We were just talking about how a lot of postpartum care traditionally from mothers out there ends after 6 weeks and what Maureen is telling us is that there are many, many issues that continue after this that are not being addressed and it's the women themselves as well as the providers here isn't it that are being challenged in this issue to get their care and have these things addressed.
MAUREEN CORRY:
Exactly and it's really, I think, the more providers know about what women aren't traditionally telling them or seeking care for the better they will be able to serve their clients, their patients especially when women do come to their offices to see them, it's really important to be aware of all these potential problems. I would like to go back for a minute if I might to talk a little bit about the mental health findings.
BRUCE JAPSEN:
Yeah, that seems to be one of the issues that often comes up with women, I wish you would do that.
MAUREEN CORRY:
Okay, well, Bruce, we use validated mental health screening tools on the survey and we found that around the time of the followup surveys most mothers were likely to be experiencing some degree of depressive symptoms. An 18% appeared to be experiencing some symptoms of posttraumatic stress with reference to their childbirth experience. So that was of deep concern that so many women are having these emotional health problems and we found that about 3 in 4 mothers with depressive symptoms and 3 in 5 mothers with notable symptoms of posttraumatic stress had not consulted a professional about their mental health challenges since giving birth.
BRUCE JAPSEN:
And how long does this last, this type of stress?
MAUREEN CORRY:
Well, it depends on the woman. As I said the survey went out as far as 6 to 18 months after the birth of the baby, so we would only know as far as 18 months for the percentage of women in this particular survey that were experiencing those problems.
BRUCE JAPSEN:
And it certainly lasted for that long for some.
MAUREEN CORRY:
For some it did, yeah, and actually, The Wall Street Journal did a major story on the mental health results of the survey and we really got a lot of pick up across the country on it, because it was very disconcerting to see the results.
BRUCE JAPSEN:
And what are people doing to address these issues.

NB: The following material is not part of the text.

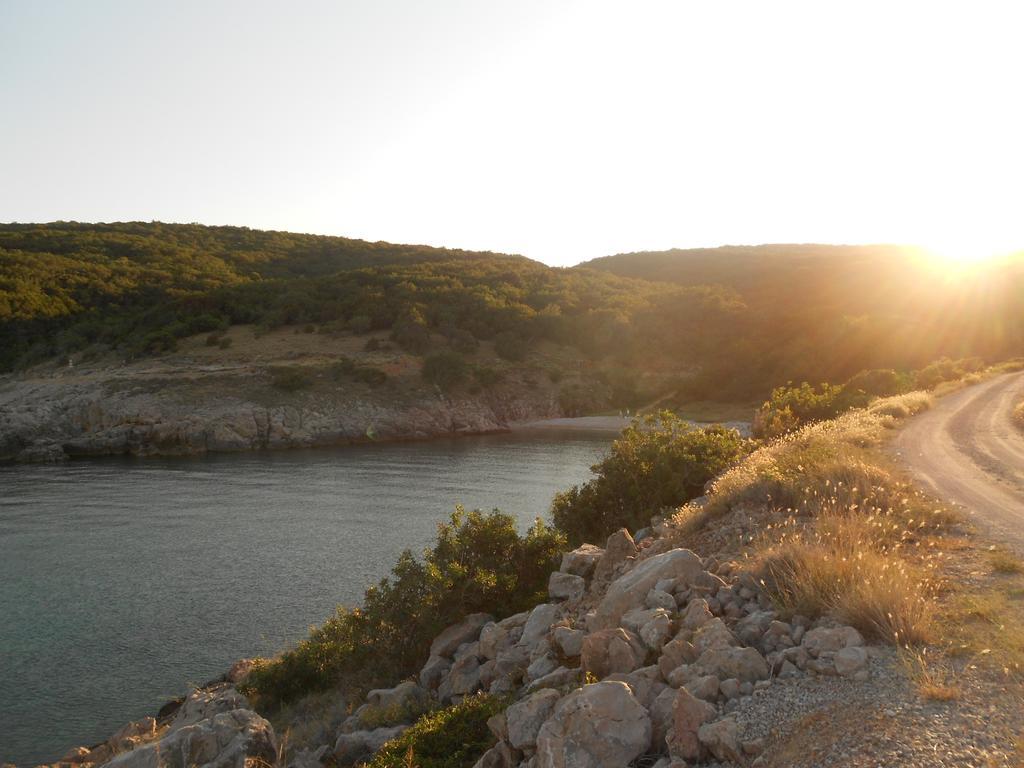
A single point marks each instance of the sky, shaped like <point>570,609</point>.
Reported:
<point>560,130</point>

Is this being addressed by some of the obstetrics groups out there, is it coming to the forum and arena, are doctors surprised by these results?
MAUREEN CORRY:
I am not sure they would be surprised by the results mainly to the great extent, but I think that many physicians and midwives who provide maternity care to women across the country and also family physicians, you know, are aware that mental health problems exist and I think do some screening at least ask a woman if she is experiencing these problems, but I don’t think it's 100% of the time and really it's so important that screening be conducted by the health professional at the time of the visit because it's an opportune time to identify patients or women consumers with problems and then try to intervene with some you know positive strategies to help them get through this dangerous time in their lives.
BRUCE JAPSEN:
And where could a physician or a mother listening in, where could they turn to more information about this, I know your web site is www.childbirthconnection.org, are there things that they could turn to on that for more assistance in reading about these things.
MAUREEN CORRY:
I wish I could say that we have a large section of information on this topic on our site. We have information on listening to mothers and the postpartum mothers survey results, but I would recommend that they go to Postpartum Support International, which is a Not-For-Profit Organization. I believe their URL is www.psi.org, but that's a really excellent trustworthy site for information about the varying forms of mental health issues that women experience before and during birth.
BRUCE JAPSEN:
Have there been any studies of these women when they do seek medical help? Is it addressed and are they helped?
MAUREEN CORRY:
Oh, yes. Very much so. You know, I can't quote the latest research, but I think there is some data out there that supports use of drugs when necessary, medications, and also therapy as well and again Postpartum Support International really does a good job of discussing these issues about identification, screening, and treatment of mental health issues.